The blinding maelstrom of greenish-yellow vapour which surged tempestuously
up from that hole as the floods of acid descended, will never leave my
memory. All along the hill people tell of the yellow day, when virulent
and horrible fumes arose from the factory waste dumped in the Providence
River, but I know how mistaken they are as to the source. They tell, too,
of the hideous roar which at the same time came from some disordered water-pipe
or gas main underground - but again I could correct them if I dared. It
was unspeakably shocking, and I do not see how I lived through it. I did
faint after emptying the fourth carboy, which I had to handle after the
fumes had begun to penetrate my mask; but when I recovered I saw that the
hole was emitting no fresh vapours.
The two remaining carboys I emptied down without particular result,
and after a time I felt it safe to shovel the earth back into the pit.
It was twilight before I was done, but fear had gone out of the place.
The dampness was less foetid, and all the strange fungi had withered to
a kind of harmless greyish powder which blew ashlike along the floor. One
of earth's nethermost terrors had perished forever; and if there be a hell,
it had received at last the daemon soul of an unhallowed thing. And as
I patted down the last spadeful of mould, I shed the first of many tears
with which I have paid unaffected tribute to my beloved uncle's memory.
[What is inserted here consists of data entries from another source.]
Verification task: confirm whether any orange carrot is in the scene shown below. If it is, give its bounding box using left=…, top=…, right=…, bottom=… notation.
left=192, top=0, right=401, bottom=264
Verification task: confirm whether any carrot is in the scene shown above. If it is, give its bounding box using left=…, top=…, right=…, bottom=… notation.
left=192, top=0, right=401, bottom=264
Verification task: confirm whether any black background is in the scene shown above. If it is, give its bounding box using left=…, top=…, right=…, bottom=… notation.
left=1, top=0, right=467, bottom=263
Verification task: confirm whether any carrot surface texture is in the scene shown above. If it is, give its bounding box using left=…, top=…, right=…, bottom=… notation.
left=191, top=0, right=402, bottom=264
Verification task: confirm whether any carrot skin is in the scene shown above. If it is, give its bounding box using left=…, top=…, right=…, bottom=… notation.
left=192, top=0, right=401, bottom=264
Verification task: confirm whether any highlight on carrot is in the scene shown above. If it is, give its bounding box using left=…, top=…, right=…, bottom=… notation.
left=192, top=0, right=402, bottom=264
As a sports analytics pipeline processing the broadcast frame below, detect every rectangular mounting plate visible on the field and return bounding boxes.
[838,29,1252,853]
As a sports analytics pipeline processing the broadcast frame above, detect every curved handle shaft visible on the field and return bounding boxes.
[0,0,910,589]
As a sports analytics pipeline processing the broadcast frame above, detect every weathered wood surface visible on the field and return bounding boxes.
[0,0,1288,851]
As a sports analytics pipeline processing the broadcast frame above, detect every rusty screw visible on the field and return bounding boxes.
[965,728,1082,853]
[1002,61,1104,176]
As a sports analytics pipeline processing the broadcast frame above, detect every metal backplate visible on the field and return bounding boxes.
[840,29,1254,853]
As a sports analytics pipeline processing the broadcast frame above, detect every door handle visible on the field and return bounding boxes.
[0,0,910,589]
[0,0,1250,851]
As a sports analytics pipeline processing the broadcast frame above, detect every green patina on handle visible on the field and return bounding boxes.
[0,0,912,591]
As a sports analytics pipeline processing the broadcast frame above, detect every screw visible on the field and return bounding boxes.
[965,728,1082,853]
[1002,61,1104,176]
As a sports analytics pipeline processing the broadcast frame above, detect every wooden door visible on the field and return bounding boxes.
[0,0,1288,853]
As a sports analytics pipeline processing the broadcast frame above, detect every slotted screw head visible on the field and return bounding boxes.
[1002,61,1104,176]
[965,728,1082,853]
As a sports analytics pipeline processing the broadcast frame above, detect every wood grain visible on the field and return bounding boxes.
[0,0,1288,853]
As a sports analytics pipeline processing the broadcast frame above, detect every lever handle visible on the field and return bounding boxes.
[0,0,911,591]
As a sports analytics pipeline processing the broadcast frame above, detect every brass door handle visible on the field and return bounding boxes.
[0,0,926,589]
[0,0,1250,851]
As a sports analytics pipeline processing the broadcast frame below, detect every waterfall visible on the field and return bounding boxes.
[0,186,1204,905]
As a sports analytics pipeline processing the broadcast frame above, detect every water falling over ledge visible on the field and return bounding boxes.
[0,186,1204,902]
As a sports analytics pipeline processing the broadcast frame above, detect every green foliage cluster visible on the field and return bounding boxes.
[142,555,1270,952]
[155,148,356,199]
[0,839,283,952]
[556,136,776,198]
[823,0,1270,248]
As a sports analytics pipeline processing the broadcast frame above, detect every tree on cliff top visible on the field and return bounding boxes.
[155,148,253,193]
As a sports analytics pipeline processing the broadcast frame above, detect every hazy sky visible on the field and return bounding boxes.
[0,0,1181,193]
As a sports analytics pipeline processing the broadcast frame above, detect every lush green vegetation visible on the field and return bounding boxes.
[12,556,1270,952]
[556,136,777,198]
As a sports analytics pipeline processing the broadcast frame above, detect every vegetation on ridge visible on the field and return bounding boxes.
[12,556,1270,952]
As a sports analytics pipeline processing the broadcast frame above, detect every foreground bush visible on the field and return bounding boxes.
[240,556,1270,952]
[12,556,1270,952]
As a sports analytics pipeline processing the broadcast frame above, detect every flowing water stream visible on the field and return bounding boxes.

The next spring no more pale grass and strange weeds came up in the
shunned house's terraced garden, and shortly afterward Carring ton Harris
rented the place. It it still spectral, but its strangeness fascinates
me, and I shall find mixed with my relief a queer regret when it is torn
down to make way for a tawdry shop or vulgar apartment building. The barren
old trees in the yard have begun to bear small, sweet apples, and last
year the birds nested in their gnarled boughs.